The Brazilian Securities and Exchange Commission has said it is
rechecking last year's financial reports from Parmalat Brasil, which is
listed on the São Paulo Stock Exchange. But a spokesman for the
commission, Ricardo Gontijo, said it had no jurisdiction over two other
holding companies in Parmalat's complicated corporate structure that are
incorporated in Brazil, because the two are not publicly traded.
Parmalat's copious use of such holding companies and subsidiaries - it
reportedly has more than 100 around the world - appears to be at the heart
of its troubles, especially its Cayman Islands-based Bonlat Financing
subsidiary, which was also run by Mr. Bonici.

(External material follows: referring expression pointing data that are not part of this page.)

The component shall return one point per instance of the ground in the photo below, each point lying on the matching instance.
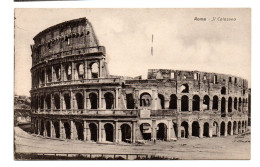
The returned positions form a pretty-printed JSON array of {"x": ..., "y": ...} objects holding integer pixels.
[{"x": 230, "y": 147}]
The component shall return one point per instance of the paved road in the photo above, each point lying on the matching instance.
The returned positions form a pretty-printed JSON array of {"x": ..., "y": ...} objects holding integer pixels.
[{"x": 230, "y": 147}]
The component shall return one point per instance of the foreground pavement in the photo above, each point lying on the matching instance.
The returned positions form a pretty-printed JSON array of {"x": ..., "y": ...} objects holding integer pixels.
[{"x": 230, "y": 147}]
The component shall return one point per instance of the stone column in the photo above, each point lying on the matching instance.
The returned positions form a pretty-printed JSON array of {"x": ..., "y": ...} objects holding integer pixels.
[
  {"x": 99, "y": 131},
  {"x": 154, "y": 130},
  {"x": 116, "y": 139},
  {"x": 133, "y": 131},
  {"x": 100, "y": 106}
]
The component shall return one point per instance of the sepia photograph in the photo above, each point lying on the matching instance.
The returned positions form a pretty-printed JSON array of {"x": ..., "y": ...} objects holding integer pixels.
[{"x": 132, "y": 84}]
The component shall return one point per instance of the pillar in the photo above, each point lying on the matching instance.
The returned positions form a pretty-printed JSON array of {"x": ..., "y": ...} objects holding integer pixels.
[
  {"x": 99, "y": 131},
  {"x": 154, "y": 129},
  {"x": 133, "y": 131}
]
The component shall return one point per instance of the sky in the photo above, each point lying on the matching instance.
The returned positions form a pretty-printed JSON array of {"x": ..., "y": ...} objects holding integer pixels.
[{"x": 179, "y": 41}]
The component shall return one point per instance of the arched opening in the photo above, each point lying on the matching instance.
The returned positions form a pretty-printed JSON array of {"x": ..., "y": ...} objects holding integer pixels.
[
  {"x": 67, "y": 100},
  {"x": 185, "y": 88},
  {"x": 206, "y": 129},
  {"x": 42, "y": 102},
  {"x": 48, "y": 128},
  {"x": 173, "y": 102},
  {"x": 161, "y": 98},
  {"x": 215, "y": 129},
  {"x": 145, "y": 100},
  {"x": 48, "y": 101},
  {"x": 223, "y": 106},
  {"x": 67, "y": 130},
  {"x": 109, "y": 99},
  {"x": 80, "y": 130},
  {"x": 109, "y": 132},
  {"x": 93, "y": 131},
  {"x": 57, "y": 129},
  {"x": 229, "y": 104},
  {"x": 196, "y": 103},
  {"x": 94, "y": 70},
  {"x": 235, "y": 127},
  {"x": 195, "y": 129},
  {"x": 146, "y": 131},
  {"x": 161, "y": 132},
  {"x": 222, "y": 128},
  {"x": 80, "y": 101},
  {"x": 223, "y": 90},
  {"x": 49, "y": 75},
  {"x": 126, "y": 133},
  {"x": 184, "y": 103},
  {"x": 80, "y": 71},
  {"x": 206, "y": 102},
  {"x": 57, "y": 101},
  {"x": 93, "y": 100},
  {"x": 42, "y": 128},
  {"x": 215, "y": 103},
  {"x": 130, "y": 101},
  {"x": 229, "y": 128},
  {"x": 184, "y": 129},
  {"x": 235, "y": 103},
  {"x": 239, "y": 105},
  {"x": 239, "y": 127},
  {"x": 68, "y": 72}
]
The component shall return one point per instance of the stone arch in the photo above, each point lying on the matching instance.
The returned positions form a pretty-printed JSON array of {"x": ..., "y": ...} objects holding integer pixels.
[
  {"x": 229, "y": 104},
  {"x": 48, "y": 101},
  {"x": 173, "y": 102},
  {"x": 235, "y": 127},
  {"x": 145, "y": 100},
  {"x": 93, "y": 100},
  {"x": 67, "y": 130},
  {"x": 94, "y": 70},
  {"x": 223, "y": 106},
  {"x": 80, "y": 130},
  {"x": 93, "y": 131},
  {"x": 222, "y": 128},
  {"x": 57, "y": 129},
  {"x": 146, "y": 131},
  {"x": 206, "y": 129},
  {"x": 184, "y": 103},
  {"x": 57, "y": 101},
  {"x": 185, "y": 129},
  {"x": 48, "y": 128},
  {"x": 80, "y": 100},
  {"x": 223, "y": 91},
  {"x": 229, "y": 128},
  {"x": 196, "y": 103},
  {"x": 215, "y": 129},
  {"x": 195, "y": 128},
  {"x": 235, "y": 103},
  {"x": 215, "y": 103},
  {"x": 184, "y": 88},
  {"x": 67, "y": 100},
  {"x": 109, "y": 99},
  {"x": 109, "y": 132},
  {"x": 206, "y": 101},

One of the two Brazilian holding companies is Parmalat Emprendimentos e
Administraçao, which holds Parmalat's 99.9 percent stake in the Brazilian
operating company. The other is Parmalat Participações do Brasil, which
holds an 82 percent stake in Emprendimentos - the rest is in the hands of
institutional investors - and which has at least three bond issues
outstanding that are guaranteed by its parent, Parmalat S.p.A., based in
Italy. That company, in turn, is owned by Parmalat Finanziaria, the
publicly traded main company in the global group, which fell into
bankruptcy Dec. 24.
Parmalat Participações in particular is the vehicle through which most
of Parmalat Brasil's big moves have been financed, including its
acquisitions and its sponsorships of Nelson Piquet, Brazil's former
Formula One racing world champion, and Palmeiras, a top São Paulo soccer
club.
The two holding companies were created by Parmalat Brasil's former
chief executive, Gianni Grisendi, who arrived from Italy in 1976 as a
24-year-old salesman with a background in physical education and close
ties to Mr. Tanzi, the group's founder. Mr. Grisendi's aggressive
expansion strategy in the 1990's seemed to be paying off after the Batavia
deal in 1998, when the Brazilian economy was booming, the currency was
strong and Parmalat Brasil contributed almost 40 percent of the Parmalat
group's global revenue.
According to a former banker who did business with Parmalat Brasil, the
rapid expansion was "an open invitation for big spending with not much
accountability." He said that while the news media in Brazil put the cost
of Mr. Grisendi's dash for growth at $350 million, the figure was probably
closer to $800 million, and there sometimes seemed to be little more than
hunches behind some of the nearly 30 deals he did. Parmalat Brasil
executives declined to comment for this article on the purchase prices of
acquisitions and said they had no access to financial details of the
holding companies.
When the Brazilian currency fell sharply in value in 1999, foreign
companies like Parmalat that had invested in Brazil were hit hard, and
Parmalat Brasil's sales in dollar terms fell by half. Today it accounts
for 18 percent of the group's global revenue, and Mr. Gonçalves and his
new management team are straining to keep the unit afloat and its 5,800
workers employed.
The Brazilian agriculture minister, Roberto Rodrigues, who met with Mr.
Gonçalves last Thursday, said he was worried about a "domino effect" if
Parmalat Brasil shut down and stopped buying milk from suppliers, hurting
milk prices and threatening to drive thousands of dairy farmers out of
business. The government is considering plans to set up special credit
lines for farmers and to buy up the powdered milk some of them got from
Parmalat in barter for their milk.
"This month will be critical for us," one company executive said. "We
are doing everything we can to avoid receivership."